Also during training, we quantize the network to homogeneous 8-bit fixed point precision for both weights and activations and 2-bit TWN with layer- and channel-dependent scaling factors. For the latter, we experimented with a grace period of frozen quantization for which the Δ and α parameters remain unchanged. Training TWN in this manner may offer greater stability, i.e. weights have time to adjust to new parameters, but in our case, the final results did not improve.

4. Experiments

In this section, we review the experimental dataset and training procedure used for the experiments:

4.1. Dataset

The input dataset consists of 13 TeV proton-proton collision events, in which Randall-Sundrum (RS) gravitons with 3.5 TeV mass are produced. This is a proxy of a sample that would give us jets of various kinds and populating a large spectrum of p_T ranges, i.e. RS gravitons decay to $b \bar b$ , gg, qq, HH, WW, ZZ, or $t \bar t$ final states. The choice of this particular process is motivated by the possibility of creating well-defined jet pairs belonging to specific jet classes and with the same kinematic properties across classes. In addition to the hard collision, parasitic pileup collisions are also simulated, overlapping minimum bias events. The number of pileup collisions is sampled from a Poisson distribution. We note that this process populates a large spectrum of p_T ranges.

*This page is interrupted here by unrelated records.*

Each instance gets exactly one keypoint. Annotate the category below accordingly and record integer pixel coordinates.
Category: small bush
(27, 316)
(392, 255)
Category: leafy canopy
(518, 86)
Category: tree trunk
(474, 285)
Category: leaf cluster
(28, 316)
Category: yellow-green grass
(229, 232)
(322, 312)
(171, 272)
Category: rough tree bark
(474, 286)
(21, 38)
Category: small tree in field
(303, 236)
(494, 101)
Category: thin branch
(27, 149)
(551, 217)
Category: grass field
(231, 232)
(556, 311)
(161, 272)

The detector effects and hadronization have an important effect on a jet substructure. Events are generated with Pythia [97]. We use the CMS Delphes [98] description to mimic the effect of detector reconstruction. To apply this algorithm to another detector (e.g. ATLAS), one would have to modify the geometry of the input layer to match the detector geometry. In addition, one would have to repeat the training. Other effects (e.g. theoretical uncertainties related to hadronization models) would be detector independent. These kinds of uncertainties also affect rule-based algorithms and are usually neglected at the trigger stage, where they are subdominant. These uncertainties are measured with data control samples at the analysis stage and, usually, they are mitigated by applying a selection on the offline object so that the trigger behaviour is stable. The same set of state-of-the-art procedures could be applied to the algorithm we present. Being all this part of a standard data analysis workflow (and beyond the scope of this paper), we do not comment on this further.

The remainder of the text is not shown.